Setting Up the API Route
This functionality is managed by a specific API route in your Next.js application, which handles the generative search process by:
- Extracting Request Parameters: Key details such as prompt, context, provider, whether the response should strictly use document-derived information, and the strictness of document relevance are pulled from the request body.
- Constructing the Enhanced Prompt: A crafted instruction that guides the AI to focus on creating responses that are both relevant and appropriately formatted for web display.

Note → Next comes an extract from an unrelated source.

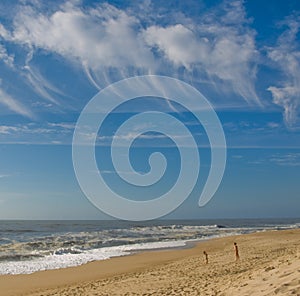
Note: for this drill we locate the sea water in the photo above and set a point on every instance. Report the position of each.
(30, 246)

- Handling Different Providers: A
Handling Different Providers
Each provider type is processed using a tailored approach, ensuring the generative process is accurately tuned to the characteristics of the source content:
//...
// inside the handler function
switch (provider) {
case EProviders.GoogleDoc: {
const {data: {generate, payload}} =
await unbody.get
.googleDoc
.select("title")
.search
.about(context, {certainty: sensitivity})
.limit(3)
.generate
.fromMany(enhancedPrompt, ["title", "text"])
.exec();
if (payload.length === 0) {
return res.status(200).json(`It seems like I couldn't find any relevant information to generate a response. Please try again with a different context.`);
}
return res.status(200).json(generate.result);
}
case EProviders.DiscordMassage: {
const {data: {generate, payload}} =
await unbody.get
.discordMessage
.select("content")
.search
.about(context, {certainty: sensitivity})
.limit(20)
.generate
.fromMany(enhancedPrompt, ["content"])
.exec();
if (payload.length === 0) {
return res.status(200).json(`It seems like I couldn't find any relevant information to generate a response. Please try again with a different context.`);
}
return res.status(200).json(generate.result);
}
case EProviders.TextBlock: {
const {data: {generate, payload}} =
await unbody.get
.textBlock
.select("text")
.search
.about(context, {certainty: sensitivity})
.limit(20)
.generate
.fromMany(enhancedPrompt, ["text"])
.exec();
if (payload.length === 0) {
return res.status(200).json(`It seems like I couldn't find any relevant information to generate a response. Please try again with a different context.`);
}
return res.status(200).json(generate.result);
}
default: {
return res.status(400).send("Invalid provider");
}
}
Provider-Specific Content Generation Strategies
- Google Docs: The API fetches titles and texts of documents to generate responses that are directly related to the user's prompt. It limits the search to the top three most relevant documents to ensure the generative process is focused and efficient.
- Discord Messages: Considers up to 20 messages, acknowledging the often brief and numerous entries typical of Discord, providing a broader base for generating responses.
- Text Blocks: Focuses on textual content, filtering out non-essential HTML elements to streamline response generation, limiting the results to 20 blocks for balance between detail and performance.
Generative Output Formatting
The generative process meticulously formats the output to ensure the response is web-ready:
const enhancedPrompt = [
`You are given a set of documents about: "${context}".`,
instructedPromptEnabled ? `You need to respond to the user's prompt using only the information in the documents.` : "",
`The user's prompt is:\n${prompt}\n`,
`Exclude the input prompt from the response.`,
`Be aware the user's prompt may contain irrelevant information or the given information might be irrelevant to the topic.`,
`Format the answer in a human-readable narrative in simple HTML format.`,
`Wrap the answer in <p> tags.`,
`Wrap code snippets in <pre> tags, use <code> tags for inline code snippets.`,
].join(". ");
This string of instructions not only guides the AI to generate content that is contextually relevant but also ensures that the formatting is consistent and appropriate for different type of user's input.